Najczęściej o zakończeniu działalności mówią spółki z krótkim stażem na rynku. Około połowy firm, które działają krócej niż dwa lata, wchodzi w nowy rok z lękiem, że przydarzy im się najgorsze.
Pesymizm przedsiębiorców wynika z przedłużającej się pandemii i kolejnych lockdownów, które nękają gospodarkę. Taka sytuacja pogłębia niepewność.
Jeszcze przed zamknięciem gospodarki w listopadzie ubiegłego roku 43 proc. przedsiębiorstw nie udało się przywrócić swoich obrotów do okresu sprzed COVID-19. Na początku czwartego kwartału minionego roku spora część firm przewidywała, że nastąpi to w drugim (28,4 proc.) i trzecim kwartale (10,7 proc.) tego roku, a 11 proc. twierdziło, że nie uda im się to już nigdy.
– Kolejne ograniczenia nakładane na biznes z powodu koronawirusa, sprawiły, że nawet te mało optymistyczne przewidywania stały się nieaktualne i perspektywa powrotu do poziomu obrotów sprzed COVID-19 w najlepszym wypadku przesuwa się w czasie – mówi Sławomir Grzelczak, prezes BIG Info Monitor.
Choć koronawirus daje się we znaki szczególnie mocno tylko niektórym branżom, to negatywny wpływ pandemii na swój biznes widzi zdecydowana większość, bo aż siedem na dziesięć firm z sektora MŚP.
Najbardziej dotkliwym skutkiem koronakryzysu jest spadek sprzedaży.
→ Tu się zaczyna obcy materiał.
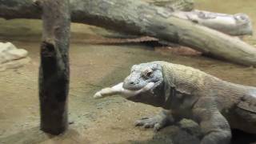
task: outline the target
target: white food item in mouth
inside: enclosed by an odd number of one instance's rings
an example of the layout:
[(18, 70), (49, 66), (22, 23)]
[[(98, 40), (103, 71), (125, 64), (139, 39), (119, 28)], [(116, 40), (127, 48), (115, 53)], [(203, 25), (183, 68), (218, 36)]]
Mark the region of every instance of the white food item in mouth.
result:
[(138, 94), (140, 93), (150, 90), (154, 86), (154, 82), (149, 82), (144, 87), (142, 87), (142, 89), (138, 90), (131, 90), (123, 89), (122, 94), (124, 94), (125, 96), (128, 96), (128, 97), (134, 96), (134, 95)]
[(126, 90), (122, 87), (123, 82), (121, 82), (118, 85), (115, 85), (112, 87), (105, 88), (101, 90), (100, 91), (98, 91), (94, 95), (94, 98), (100, 98), (106, 96), (111, 96), (114, 94), (121, 94), (122, 96), (124, 96), (125, 98), (133, 97), (135, 96), (140, 93), (146, 92), (147, 90), (150, 90), (152, 89), (155, 83), (154, 82), (149, 82), (146, 84), (144, 87), (142, 87), (140, 90)]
Tak stwierdziło niemal 47 proc. badanych, przede wszystkim mikro i małe firmy. Na kolejnych miejscach znalazły się: zahamowanie rozwoju przedsiębiorstwa (ponad 18 proc.), dezorganizacja pracy (prawie 18 proc) i wzrost kosztów prowadzenia biznesu (10,4 proc.). Redukcje zatrudnienia deklaruje mniej niż 5 proc. firm, a pogorszenie relacji z kontrahentami tylko 3 proc.